Our preprocessing of these datasets followed previous studies (Wu et al., 2019; Gupta et al., 2019; Pan et al., 2020a) for fairness. We filtered out sessions with only one item and items that occurred fewer than five times. The sessions were split for training and testing, where the last day of Yoochoose and the last week of Diginetica were used for testing. Items that were not included in the training set were excluded from the testing set. Finally, we split the sessions into several sub-sequences. Specifically, for a session $S=[x_{1},\allowbreak x_{2},\allowbreak...,\allowbreak x_{\left|S\right|}]$ , where $x_{j}=\allowbreak(item,timestamp)$ denotes a pair of items and timestamps, we generated sub-sequences and the corresponding next interaction as $\{[x_{1}],x_{2}\},\allowbreak\{[x_{1},x_{2}],\allowbreak x_{3}\},...,\allowbreak\{[x_{1},x_{2},...,x_{\left|S\right|-1}],x_{\left|S\right|}\}$ for the training and testing sets. As Yoochoose is too large, we only utilized the recent 1/64 and 1/4 fractions of the training set, which are denoted as Yoochoose 1/64 and Yoochoose 1/4, respectively. Statistics for the three datasets are shown in Table 1.

5.1.2. Baselines

•

GRU4Rec (Hidasi et al., 2015) applied gated recurrent units (GRUs) to model sequential information in an SBR.
•

CSRM (Wang et al., 2019) employed GRUs to model sequential behavior with an attention mechanism and utilized neighbor sessions as auxiliary information.
•

STAMP (Liu et al., 2018) applied an attention mechanism to obtain the general preference.
•

SR-IEM (Pan et al., 2020b) utilized a modified self-attention mechanism to estimate item importance and recommended the next item based on the global preference and current interest.
•

SR-GNN (Wu et al., 2019) adopted GGNNs to obtain item embeddings and recommended by generating a session representation with an attention mechanism.
•

NISER+ (Gupta et al., 2019) extended SR-GNN by introducing $L_{2}$ normalization, positional embedding, and dropout.
•

SGNN-HN (Pan et al., 2020a) extended SR-GNN by introducing a highway gate to avoid overfitting and a star node, which is a virtual node connected with all nodes.

5.1.3. Evaluation Metrics

Following previous studies (Wu et al., 2019; Gupta et al., 2019; Pan et al., 2020a), we used the same evaluation metrics R@K (recall) and M@K (mean reciprocal rank), where K is 20 and 5. R@K represents the proportion of test instances that have the target items in the top-K recommended items. M@K is the average of the reciprocal ranks of the target items in the recommendation list.

5.1.4. Parameter Setup

We used the recent 10 items in a session to ensure fairness across all models. An Adam optimizer was adopted, where the initial learning rate is 0.001 with a decay factor of 0.1 for every 3 epochs, $\beta_{1}\!=\!0.9$ , and $\beta_{2}\!=\!0.999$ . In addition, the $L_{2}$ regularization rate was set to $1e^{-5}$ . The batch size was 100. All trainable parameters were initialized using a uniform distribution with a range of $\left[\frac{-1}{\sqrt{d}},\frac{1}{\sqrt{d}}\right]$ according to the dimension of each model. For our model, the dimension of the embeddings $d$ was set to 256, the scaling factor $\tau$ was 12, and the number of layers $L$ was 6. The numbers of buckets of TN and TE were 40 and 50, respectively. For the other settings of the baselines, we referred to the corresponding paper and official code.

5.2. Overall Performance

Overall performance comparison of the baselines on the three datasets was summarized in Table 2. This was measured using R@20, M@20, R@5, and M@5. First, if we analyze the difference in the performance of the datasets, it seems that Diginetica is more difficult to predict than Yoochoose. In addition, better performance is obtained when we use a larger training set for Yoochoose. However, the difference of 16 times the learning time and memory usage seems to be not as noticeable.

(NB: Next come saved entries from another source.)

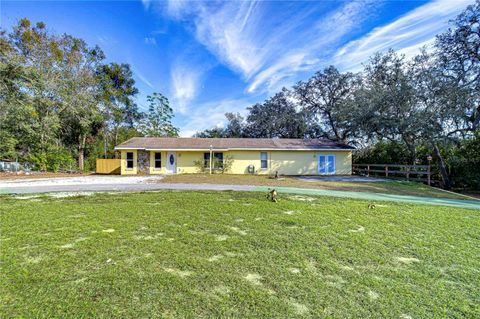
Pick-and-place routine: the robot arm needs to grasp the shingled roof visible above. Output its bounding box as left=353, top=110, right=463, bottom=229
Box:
left=115, top=137, right=355, bottom=150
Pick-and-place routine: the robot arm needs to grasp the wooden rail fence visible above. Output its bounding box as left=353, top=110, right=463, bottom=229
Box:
left=353, top=164, right=432, bottom=185
left=95, top=158, right=120, bottom=174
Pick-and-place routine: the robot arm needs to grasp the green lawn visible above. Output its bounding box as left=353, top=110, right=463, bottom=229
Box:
left=0, top=191, right=480, bottom=318
left=159, top=174, right=471, bottom=199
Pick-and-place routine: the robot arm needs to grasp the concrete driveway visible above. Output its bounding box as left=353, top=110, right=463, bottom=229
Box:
left=297, top=175, right=386, bottom=183
left=0, top=175, right=254, bottom=194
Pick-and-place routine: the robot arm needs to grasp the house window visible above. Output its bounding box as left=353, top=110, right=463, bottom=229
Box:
left=203, top=153, right=223, bottom=169
left=154, top=153, right=162, bottom=169
left=260, top=152, right=268, bottom=169
left=127, top=152, right=133, bottom=169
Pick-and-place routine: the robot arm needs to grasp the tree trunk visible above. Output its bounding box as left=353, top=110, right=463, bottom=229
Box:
left=432, top=142, right=452, bottom=189
left=78, top=134, right=87, bottom=171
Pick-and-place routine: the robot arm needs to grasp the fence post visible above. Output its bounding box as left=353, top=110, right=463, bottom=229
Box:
left=427, top=165, right=432, bottom=186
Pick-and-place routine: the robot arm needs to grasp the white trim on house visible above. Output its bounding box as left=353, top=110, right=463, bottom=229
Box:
left=115, top=147, right=353, bottom=152
left=317, top=154, right=337, bottom=175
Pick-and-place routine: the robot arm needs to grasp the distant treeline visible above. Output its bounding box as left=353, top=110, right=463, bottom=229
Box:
left=0, top=19, right=178, bottom=170
left=196, top=0, right=480, bottom=189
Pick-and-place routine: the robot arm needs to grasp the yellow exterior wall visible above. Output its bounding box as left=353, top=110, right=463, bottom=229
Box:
left=149, top=151, right=167, bottom=175
left=224, top=151, right=352, bottom=175
left=95, top=158, right=121, bottom=174
left=121, top=151, right=352, bottom=175
left=177, top=152, right=204, bottom=174
left=120, top=150, right=138, bottom=175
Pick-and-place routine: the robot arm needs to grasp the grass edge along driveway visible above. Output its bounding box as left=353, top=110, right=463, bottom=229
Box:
left=0, top=191, right=480, bottom=318
left=252, top=186, right=480, bottom=210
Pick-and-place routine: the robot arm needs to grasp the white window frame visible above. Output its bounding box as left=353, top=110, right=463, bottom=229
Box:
left=260, top=152, right=268, bottom=170
left=318, top=154, right=337, bottom=175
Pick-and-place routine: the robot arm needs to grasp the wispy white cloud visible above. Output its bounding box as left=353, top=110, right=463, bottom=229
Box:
left=180, top=99, right=253, bottom=137
left=163, top=0, right=379, bottom=93
left=143, top=37, right=157, bottom=45
left=170, top=60, right=205, bottom=114
left=333, top=0, right=473, bottom=70
left=130, top=63, right=155, bottom=89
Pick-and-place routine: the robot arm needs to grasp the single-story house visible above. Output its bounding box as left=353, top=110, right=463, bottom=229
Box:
left=115, top=137, right=354, bottom=175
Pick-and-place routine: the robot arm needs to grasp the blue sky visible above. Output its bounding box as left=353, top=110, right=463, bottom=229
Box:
left=0, top=0, right=474, bottom=136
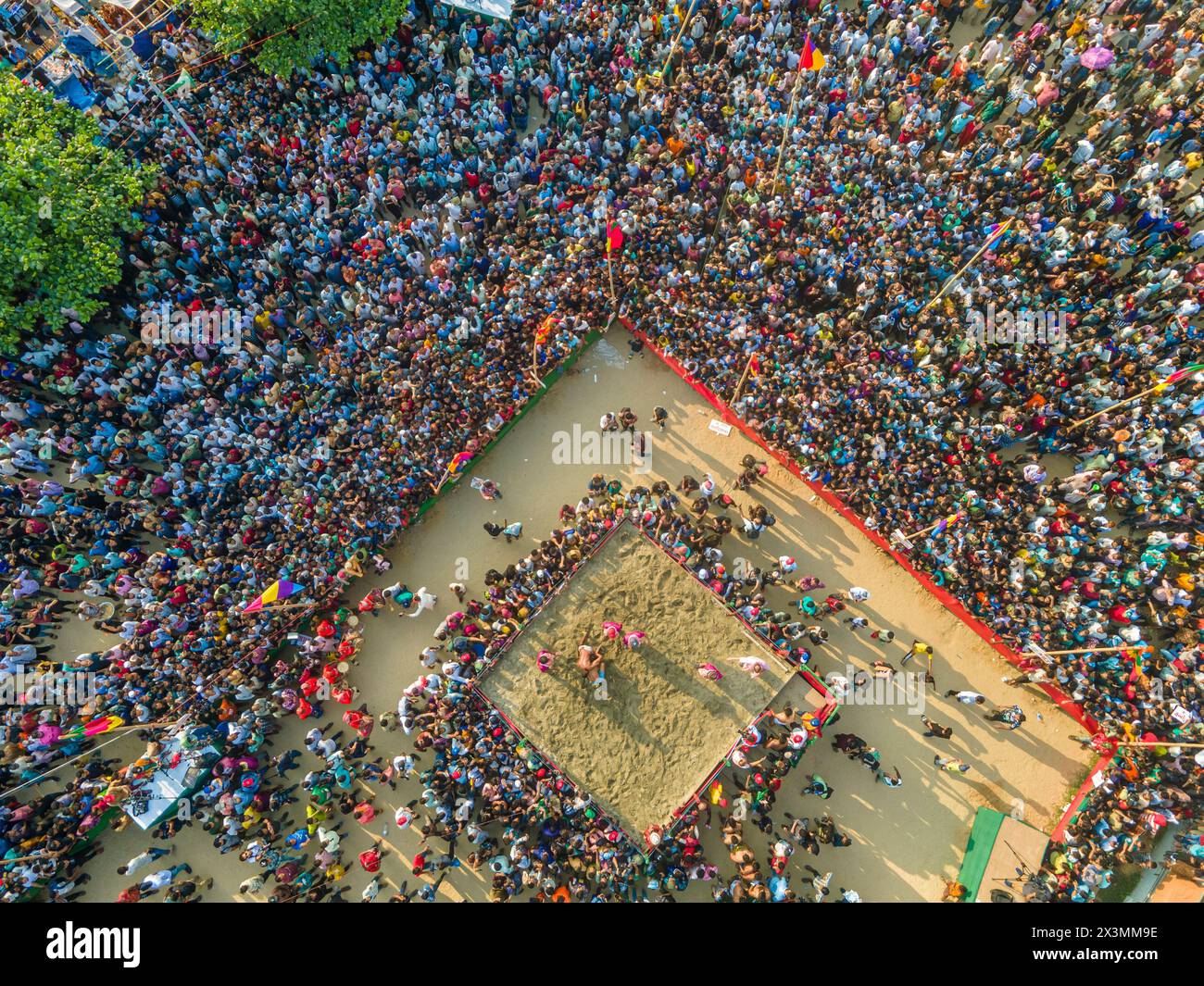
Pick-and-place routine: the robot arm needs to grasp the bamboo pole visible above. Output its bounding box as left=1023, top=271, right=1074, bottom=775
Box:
left=602, top=200, right=619, bottom=312
left=661, top=0, right=702, bottom=81
left=903, top=517, right=966, bottom=541
left=732, top=352, right=756, bottom=405
left=1071, top=381, right=1167, bottom=431
left=920, top=218, right=1016, bottom=316
left=773, top=63, right=808, bottom=195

From among RNN-based models, CSRM outperforms GRU4Rec in all measures due to the addition of an attention mechanism to the GRU. It has better performance than STAMP, except for Yoochoose 1/4, for which both show similar results. Although SR-IEM based on a self-attention mechanism performs similarly to CSRM on Diginetica, it usually outperforms the previous models. SR-GNN, the first GNN-based method to be proposed, has similar performance to SR-IEM overall. NISER+, an extended version of SR-GNN, outperforms all previous results and shows a remarkable performance improvement, especially on Diginetica. SGNN-HN has the second rank performance in most of the measures in this experiment and shows the best performance among the baselines. However, our model outperforms the previous studies in all results. In particular, the improvements in terms of M@20 are notable, which is a measure that is difficult to improve compared to R@20 based on other results. Compared with SGNN-HN, the improvement rates of M@20 on the three datasets are 5.13%, 4.59%, and 2.67%, whereas those of R@20 are 1%, 0.82%, and 0.94%, respectively. Because mean reciprocal rank is a measure that considers the recommendation rank, we can recommend item lists with more sophisticated priorities by adding temporal information.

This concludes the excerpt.